Partages-tu tes projets d’écriture avec une personne de confiance afin d’avoir son opinion ?

    • Oui, ma femme, principalement. Je lui demande son avis et j’en tiens compte. Si elle n’adhère pas du tout au projet, je le laisse tomber facilement.

T’imposes-tu une discipline, en termes de calendrier, d’objectifs etc. ?

    • J’ai besoin d’acquérir une certaine vitesse de croisière pour rester dans mes projets. En dessous de mille mots par jour, je commence à perdre le fil. Ma discipline n’est pas absolue, mais je reste concentré pendant toute la période d’écriture. C’est un peu comme un marathon ou comme les répétitions d’un pianiste. C’est intense et obsessionnel, parfois envahissant, mais j’ai besoin de ça.

De quoi t’entoures-tu quand tu écris pour favoriser ta concentration ?

    • Je n’ai pas tellement besoin de favoriser ma concentration, mais de stimuler mon imagination. Pendant les périodes d’écriture, j’écoute toujours énormément de musique. Les voyages m’aident aussi à sortir de mes habitudes.

Écris-tu sur écran, imprimes-tu souvent, corriges-tu sur papier...? Quel processus suis-tu ?

    • J’écris des paragraphes et des chapitres, que je ne relis pas. Je reviens sur certains passages pour vérifier des détails ou mettre des informations en cohérence. Pour moi, c’est un peu comme si ces fragments coexistaient, comme si tout avait lieu au même moment. Je garde l’empreinte de ce que j’ai écrit, et je vois mon livre comme une totalité plus que comme une succession d’événements.

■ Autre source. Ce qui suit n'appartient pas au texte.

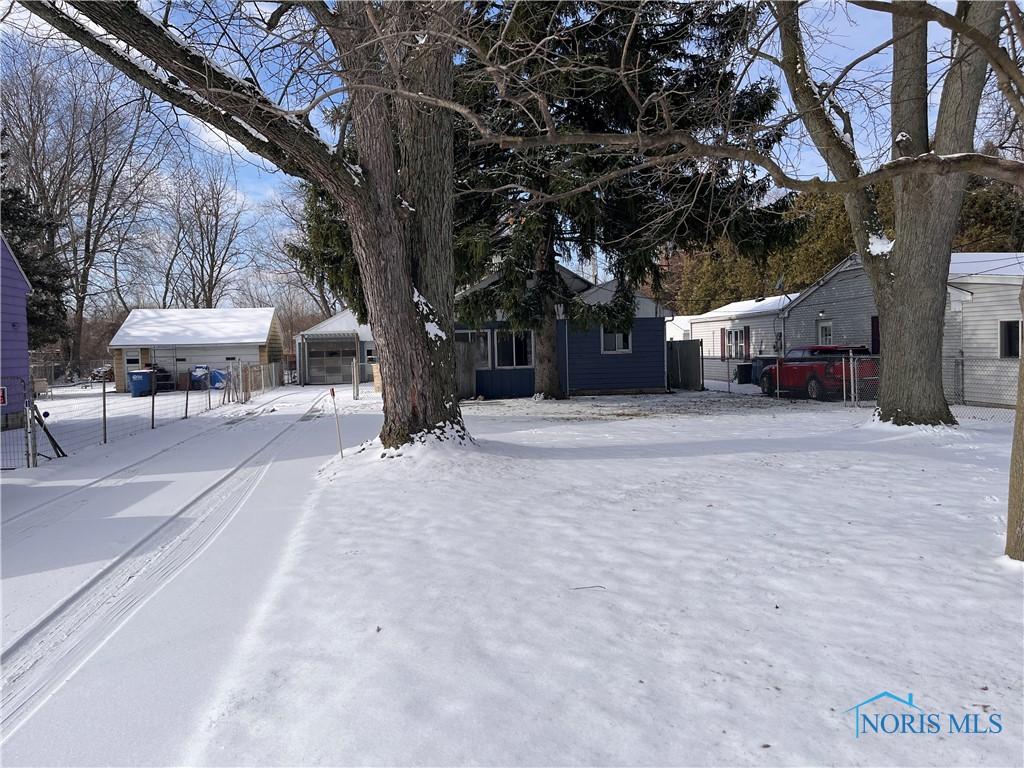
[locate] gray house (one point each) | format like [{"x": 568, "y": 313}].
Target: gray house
[
  {"x": 739, "y": 331},
  {"x": 839, "y": 308},
  {"x": 982, "y": 330}
]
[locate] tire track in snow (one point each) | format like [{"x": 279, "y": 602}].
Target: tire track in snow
[
  {"x": 46, "y": 655},
  {"x": 132, "y": 469}
]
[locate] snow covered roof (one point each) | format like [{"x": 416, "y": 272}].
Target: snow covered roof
[
  {"x": 979, "y": 264},
  {"x": 195, "y": 327},
  {"x": 748, "y": 307},
  {"x": 341, "y": 324},
  {"x": 677, "y": 325}
]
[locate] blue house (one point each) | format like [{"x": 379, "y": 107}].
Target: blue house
[
  {"x": 14, "y": 290},
  {"x": 591, "y": 360}
]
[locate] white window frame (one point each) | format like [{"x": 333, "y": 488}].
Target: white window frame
[
  {"x": 532, "y": 350},
  {"x": 734, "y": 339},
  {"x": 617, "y": 349},
  {"x": 486, "y": 335},
  {"x": 821, "y": 326},
  {"x": 1020, "y": 338}
]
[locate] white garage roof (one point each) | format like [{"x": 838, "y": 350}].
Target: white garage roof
[
  {"x": 342, "y": 324},
  {"x": 195, "y": 327}
]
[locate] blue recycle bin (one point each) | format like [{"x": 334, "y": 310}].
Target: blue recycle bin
[{"x": 140, "y": 383}]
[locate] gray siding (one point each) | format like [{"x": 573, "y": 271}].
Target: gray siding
[
  {"x": 846, "y": 299},
  {"x": 990, "y": 303}
]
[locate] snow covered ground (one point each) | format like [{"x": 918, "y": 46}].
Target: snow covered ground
[{"x": 699, "y": 579}]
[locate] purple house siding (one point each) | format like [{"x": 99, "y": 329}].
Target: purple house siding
[{"x": 14, "y": 290}]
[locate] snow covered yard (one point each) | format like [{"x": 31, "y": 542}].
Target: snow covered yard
[{"x": 687, "y": 580}]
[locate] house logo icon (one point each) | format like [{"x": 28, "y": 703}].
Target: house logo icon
[{"x": 905, "y": 702}]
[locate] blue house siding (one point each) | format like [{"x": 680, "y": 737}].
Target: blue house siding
[
  {"x": 500, "y": 383},
  {"x": 14, "y": 331},
  {"x": 591, "y": 371}
]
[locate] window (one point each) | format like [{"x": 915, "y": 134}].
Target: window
[
  {"x": 824, "y": 333},
  {"x": 514, "y": 348},
  {"x": 479, "y": 343},
  {"x": 613, "y": 342},
  {"x": 1010, "y": 338},
  {"x": 734, "y": 343}
]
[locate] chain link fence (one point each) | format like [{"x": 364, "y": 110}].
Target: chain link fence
[
  {"x": 15, "y": 450},
  {"x": 982, "y": 388},
  {"x": 71, "y": 418},
  {"x": 976, "y": 387}
]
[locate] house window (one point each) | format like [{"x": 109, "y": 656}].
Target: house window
[
  {"x": 479, "y": 343},
  {"x": 613, "y": 342},
  {"x": 514, "y": 348},
  {"x": 824, "y": 333},
  {"x": 1010, "y": 338},
  {"x": 734, "y": 343}
]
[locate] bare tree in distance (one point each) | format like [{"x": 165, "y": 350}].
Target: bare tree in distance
[
  {"x": 212, "y": 228},
  {"x": 84, "y": 143}
]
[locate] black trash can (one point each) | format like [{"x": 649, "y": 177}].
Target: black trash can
[
  {"x": 140, "y": 383},
  {"x": 743, "y": 373}
]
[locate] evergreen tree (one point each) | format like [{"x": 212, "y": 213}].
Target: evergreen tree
[
  {"x": 623, "y": 222},
  {"x": 25, "y": 229},
  {"x": 626, "y": 220},
  {"x": 325, "y": 250}
]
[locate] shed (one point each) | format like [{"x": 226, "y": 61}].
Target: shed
[
  {"x": 14, "y": 287},
  {"x": 325, "y": 353},
  {"x": 739, "y": 330},
  {"x": 178, "y": 339}
]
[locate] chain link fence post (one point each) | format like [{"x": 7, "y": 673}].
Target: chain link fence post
[{"x": 104, "y": 411}]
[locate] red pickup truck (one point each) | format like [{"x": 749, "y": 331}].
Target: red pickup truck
[{"x": 819, "y": 372}]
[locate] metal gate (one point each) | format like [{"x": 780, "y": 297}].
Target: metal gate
[{"x": 16, "y": 450}]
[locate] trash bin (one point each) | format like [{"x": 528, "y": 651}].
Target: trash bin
[
  {"x": 140, "y": 383},
  {"x": 743, "y": 373},
  {"x": 219, "y": 379}
]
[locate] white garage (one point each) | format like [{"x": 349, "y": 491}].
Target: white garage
[{"x": 176, "y": 340}]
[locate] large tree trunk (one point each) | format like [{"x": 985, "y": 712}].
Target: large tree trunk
[
  {"x": 401, "y": 223},
  {"x": 909, "y": 281},
  {"x": 1015, "y": 505},
  {"x": 398, "y": 194}
]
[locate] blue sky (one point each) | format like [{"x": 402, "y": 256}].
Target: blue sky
[{"x": 848, "y": 32}]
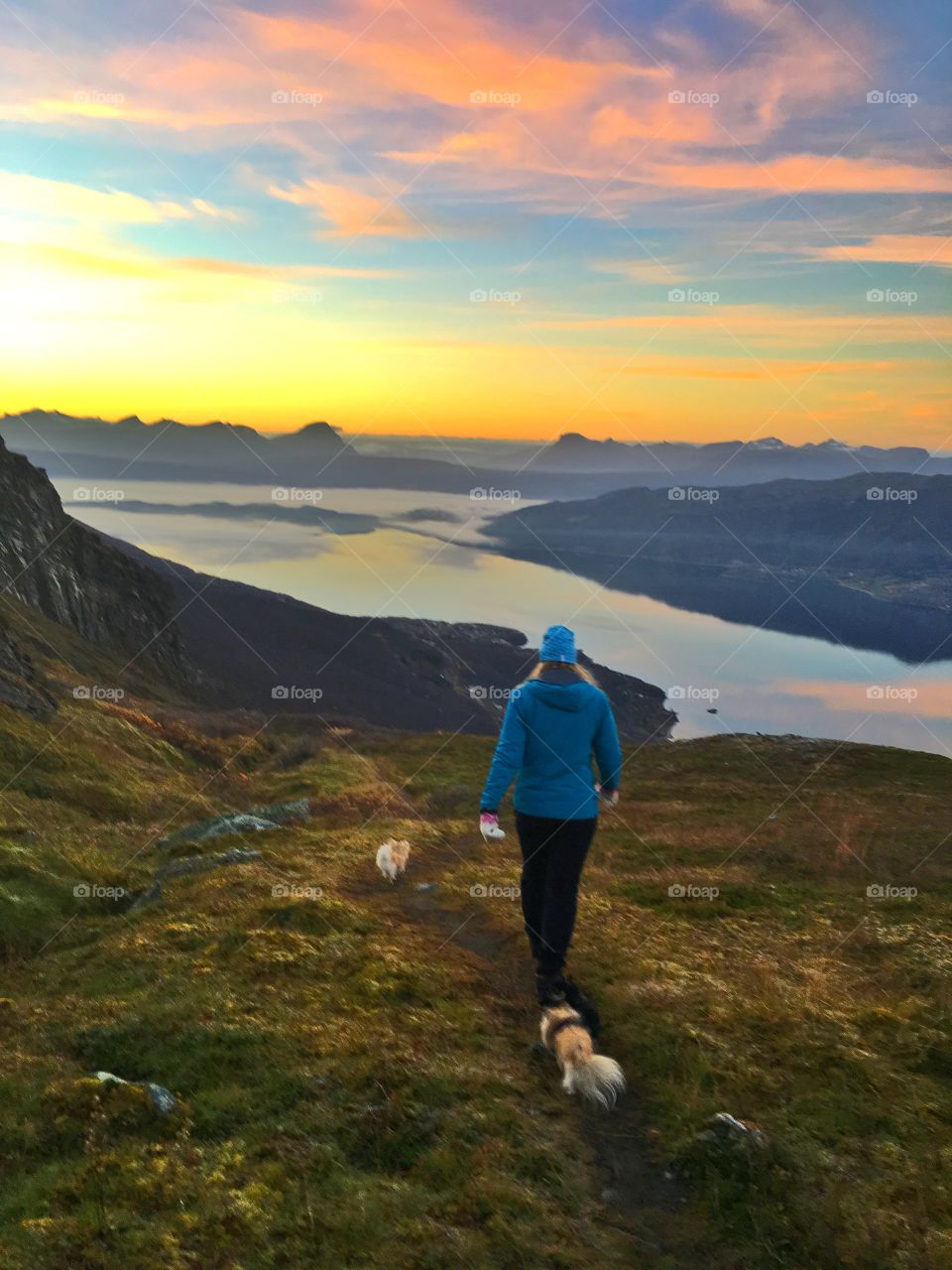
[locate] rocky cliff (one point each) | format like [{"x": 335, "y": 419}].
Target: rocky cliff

    • Je n’imprime que tout à la fin, lors de la relecture. L’impression papier me permet de me distancier de ce que j’ai écrit. Je retravaille mon texte successivement sur papier et sur écran. J’attends ensuite les retours des premiers lecteurs (à commencer par ma femme) et je réécris les passages qui n’ont pas été compris ou appréciés. Je tiens compte de toutes les remarques des premiers lecteurs. Elles m’inspirent souvent de nouvelles idées. Je coupe également tous les passages qui ne sont pas absolument nécessaires. Si un paragraphe peut être enlevé sans que le roman en souffre, c’est qu’il doit l’être.

Quelle a été ton expérience avec les maisons d’édition ?

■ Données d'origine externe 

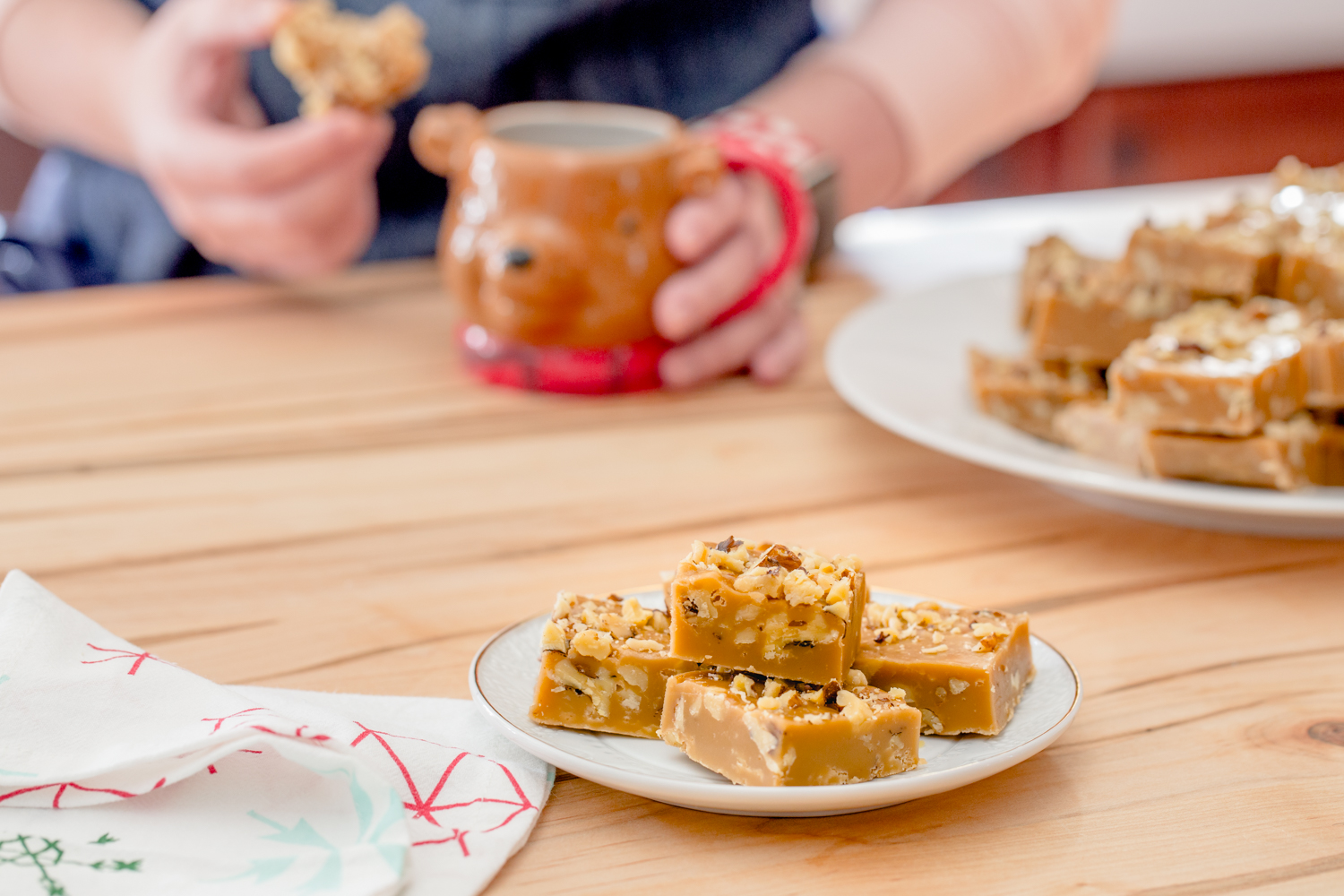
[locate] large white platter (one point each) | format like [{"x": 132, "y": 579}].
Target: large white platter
[
  {"x": 503, "y": 677},
  {"x": 902, "y": 363}
]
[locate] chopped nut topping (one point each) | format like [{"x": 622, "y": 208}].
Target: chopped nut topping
[
  {"x": 553, "y": 638},
  {"x": 830, "y": 691},
  {"x": 642, "y": 645},
  {"x": 852, "y": 705},
  {"x": 781, "y": 556},
  {"x": 593, "y": 643},
  {"x": 634, "y": 613}
]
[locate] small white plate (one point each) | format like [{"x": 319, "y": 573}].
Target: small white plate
[
  {"x": 900, "y": 362},
  {"x": 503, "y": 677}
]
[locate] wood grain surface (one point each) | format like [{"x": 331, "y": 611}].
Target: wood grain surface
[{"x": 298, "y": 487}]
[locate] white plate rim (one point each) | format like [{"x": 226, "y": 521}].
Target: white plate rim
[
  {"x": 1311, "y": 503},
  {"x": 823, "y": 799}
]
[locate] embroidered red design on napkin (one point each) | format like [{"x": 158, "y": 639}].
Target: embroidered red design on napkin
[
  {"x": 125, "y": 654},
  {"x": 425, "y": 806}
]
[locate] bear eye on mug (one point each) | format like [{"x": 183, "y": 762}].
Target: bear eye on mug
[{"x": 518, "y": 257}]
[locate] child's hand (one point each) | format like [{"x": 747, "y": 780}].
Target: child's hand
[
  {"x": 728, "y": 238},
  {"x": 284, "y": 201}
]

    • J’ai été publié une fois. C’était un essai sur l’école (sous pseudo). L’expérience a été catastrophique. Un fiasco artistique et commercial. Je n’ai jamais été payé.

    • Par la suite, j’ai envoyé quelques manuscrits à un choix de maisons, mais j’étais échaudé par ma première expérience. Pour moi, l’auto-édition s’est imposé comme une évidence. Cela dit, je serais prêt à collaborer avec une maison d’édition qui m’accompagnerait dans le processus de réécriture et de promotion.

Sur quel projet travailles-tu en ce moment ?

    • Je rassemble des idées pour le deuxième volume de la série Alaric Autier.

Le dernier mot est pour toi…

    • J’estime que le temps des lecteurs est précieux. Je suis toujours très reconnaissant qu’un(e) inconnu(e) consacre une partie de ses loisirs à lire mes romans. Au fond, c’est peut-être ma vraie motivation pour écrire : apporter de la joie et du sens à mes lecteurs, rendre leur vie plus riche et plus profonde.

Merci de t’être livrée à moi et aux lecteurs

Je te suis reconnaissant de m’en avoir donné l’occasion, Céline.